13 días y 12 noches
13 días hace desde que llegué al pueblo en el que nací. 12 noches durmiendo en la misma habitación que compartí con mi hermano muchos años, y que luego pasó a ser mi refugio dentro de la casa de mis padres.
Dentro de estas paredes torcidas todavía están mis sueños, mis ilusiones, mis cabezonerías de adolescente empeñado en discutirle todo a mis padres. El fuerte donde yo me hacía fuerte.
Abro un cajón y me encuentro con los trajes de Karate que empecé a usar hacia la mitad de mi vida, me topo con las cintas de música que ordenaba cada vez que llegaba la época de exámenes, con albumes de fotos que, aún reconociéndome, parecen reflejar a otro que no soy yo.
Cada armario, cada estantería contiene, como si de un libro se tratase, capítulos de mi vida que estaban enterrados en algún lugar ahí dentro detrás de mis ojos.

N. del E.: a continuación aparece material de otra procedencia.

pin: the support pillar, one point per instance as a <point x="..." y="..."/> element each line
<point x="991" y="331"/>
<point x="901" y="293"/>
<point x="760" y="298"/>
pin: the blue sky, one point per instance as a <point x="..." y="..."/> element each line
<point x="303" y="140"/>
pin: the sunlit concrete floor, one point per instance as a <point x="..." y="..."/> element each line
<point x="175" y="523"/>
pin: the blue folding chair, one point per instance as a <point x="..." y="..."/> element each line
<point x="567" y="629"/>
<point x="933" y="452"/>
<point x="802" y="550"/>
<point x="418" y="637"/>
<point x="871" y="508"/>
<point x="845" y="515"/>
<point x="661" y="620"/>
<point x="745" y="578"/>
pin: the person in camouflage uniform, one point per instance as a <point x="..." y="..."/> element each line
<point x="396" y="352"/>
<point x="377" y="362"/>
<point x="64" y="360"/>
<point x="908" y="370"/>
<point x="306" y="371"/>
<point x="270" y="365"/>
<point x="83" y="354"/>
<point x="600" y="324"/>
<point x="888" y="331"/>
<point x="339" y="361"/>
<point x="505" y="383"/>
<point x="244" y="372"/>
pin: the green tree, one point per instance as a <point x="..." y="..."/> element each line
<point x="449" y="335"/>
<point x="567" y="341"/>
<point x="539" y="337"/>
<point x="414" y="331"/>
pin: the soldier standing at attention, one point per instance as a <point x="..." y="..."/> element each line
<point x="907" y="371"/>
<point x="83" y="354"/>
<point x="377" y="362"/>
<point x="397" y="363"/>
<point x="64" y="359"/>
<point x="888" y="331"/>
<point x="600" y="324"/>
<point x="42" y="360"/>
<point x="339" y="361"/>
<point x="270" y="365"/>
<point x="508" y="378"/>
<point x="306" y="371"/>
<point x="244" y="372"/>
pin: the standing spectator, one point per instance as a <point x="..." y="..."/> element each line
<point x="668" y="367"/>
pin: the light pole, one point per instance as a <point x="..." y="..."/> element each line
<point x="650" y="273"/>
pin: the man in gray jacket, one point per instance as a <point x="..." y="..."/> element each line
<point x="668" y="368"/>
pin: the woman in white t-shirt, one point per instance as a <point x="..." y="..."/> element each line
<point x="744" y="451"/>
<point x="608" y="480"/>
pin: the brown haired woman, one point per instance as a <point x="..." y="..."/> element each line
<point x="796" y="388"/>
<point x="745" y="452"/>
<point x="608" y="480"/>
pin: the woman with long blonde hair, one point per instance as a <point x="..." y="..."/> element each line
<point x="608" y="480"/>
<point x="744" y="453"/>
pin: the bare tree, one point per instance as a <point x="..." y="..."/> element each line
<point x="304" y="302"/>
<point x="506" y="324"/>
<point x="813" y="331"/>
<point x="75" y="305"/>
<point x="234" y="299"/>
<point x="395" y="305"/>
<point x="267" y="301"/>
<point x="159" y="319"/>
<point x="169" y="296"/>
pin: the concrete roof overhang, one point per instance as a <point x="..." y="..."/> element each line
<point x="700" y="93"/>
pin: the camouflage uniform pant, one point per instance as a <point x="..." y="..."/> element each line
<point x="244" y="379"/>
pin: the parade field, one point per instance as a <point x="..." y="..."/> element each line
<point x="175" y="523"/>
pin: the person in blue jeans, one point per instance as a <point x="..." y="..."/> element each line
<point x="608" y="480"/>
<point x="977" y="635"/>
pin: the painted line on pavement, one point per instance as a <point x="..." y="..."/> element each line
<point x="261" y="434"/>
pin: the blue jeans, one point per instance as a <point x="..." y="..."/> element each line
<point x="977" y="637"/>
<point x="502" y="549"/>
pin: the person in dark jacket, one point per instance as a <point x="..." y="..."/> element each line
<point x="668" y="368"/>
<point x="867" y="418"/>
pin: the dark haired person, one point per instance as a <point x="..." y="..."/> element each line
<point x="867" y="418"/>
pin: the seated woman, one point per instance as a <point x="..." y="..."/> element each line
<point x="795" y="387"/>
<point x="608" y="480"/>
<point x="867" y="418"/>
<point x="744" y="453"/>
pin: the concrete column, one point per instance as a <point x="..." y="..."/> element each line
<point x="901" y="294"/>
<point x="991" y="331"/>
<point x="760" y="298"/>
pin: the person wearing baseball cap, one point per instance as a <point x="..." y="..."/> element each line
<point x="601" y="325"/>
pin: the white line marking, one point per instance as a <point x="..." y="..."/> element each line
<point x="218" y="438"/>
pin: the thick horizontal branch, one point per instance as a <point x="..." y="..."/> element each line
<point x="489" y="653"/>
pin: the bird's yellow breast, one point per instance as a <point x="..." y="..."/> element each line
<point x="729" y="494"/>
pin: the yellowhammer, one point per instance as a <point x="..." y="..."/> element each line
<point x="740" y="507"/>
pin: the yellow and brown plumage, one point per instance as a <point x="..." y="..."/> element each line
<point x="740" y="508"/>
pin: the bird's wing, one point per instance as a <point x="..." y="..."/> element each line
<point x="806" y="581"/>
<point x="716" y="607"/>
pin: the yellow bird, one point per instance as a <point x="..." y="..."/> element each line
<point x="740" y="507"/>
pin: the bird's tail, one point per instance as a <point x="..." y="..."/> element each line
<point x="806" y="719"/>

Y aunque algunos fueron muy malos, no puedo evitar emocionarme y sonreir ante todo lo vivido porque lo que soy ahora no es más que la suma de todos ellos, y no hay uno sólo del que me avergüence.
Salgo a la calle y paseo con la cámara en la mano, como si todavía estuviese en Tokyo. Pero resulta que aquí conozco a casi todo el mundo, así que aprendo a saludar de nuevo: un movimiento de cabeza y una o dos palabras del estilo de "hasta luego" o "aupa ahí" como tanto dicen por aquí. Alguno me reconoce como "el de los videos de Japón", aunque la mayoría ni siquiera se habrá enterado que hace años que ya no vivo aquí.
Vivo la rutina de mis padres con ternura, quedo con antiguos compañeros de trabajo, con amigos de los pocos de verdad que me quedan, con conocidos de siempre. Al de tres días es como si nunca me hubiese ido de aquí y las clases de ceremonia del té, el karate, los combinis y la Yamanote quedan dentro de un viejo sueño vivido hace siglos. Ni siquiera me puedo imaginar hablando en inglés.
Y hoy, en el último día de este extrañísimo año 2008, me encuentro sentado en el Oreka, un bar de mi pueblo donde se puede utilizar internet. A mi alrededor todo son caras conocidas, y raro es ver a alguien de mi edad que no esté casado y con algún niño. Abro el blog y releo entradas antiguas de "cuando vivía en Tokyo" y no me hago a la idea de que el viernes voy a volver a estar allí.
Me he ido de pintxos, he cenado en casa de unos amigos, he ido de compras, he enseñado Bilbao a un amigo japonés que vino a verme y me espera pasar una nochevieja que poco tiene que ver con la que viví el año pasado en un templo.
Y a pesar de todo... me siento fuera de lugar. Me siento vendido en el lugar donde más tiempo de mi vida he consumido. Es como si me faltase una vida que vivir aquí y que todo el mundo tiene, como si yo fuese una interferencia dentro de la rutina de este lugar que ha seguido su curso sin mi.
Sabiendo que la misma sensación la he vivido muchísimas veces en Tokyo, me asustar pensar que ya no sé dónde está mi sitio. Pero mientras trato de averiguarlo, tengo claro que más que los lugares, con lo que más me quedo es con las personas que aquí y allá han ido haciéndose un hueco en mi corazón.
Y espero poder volver a verlas a todas en el año que empieza en nada.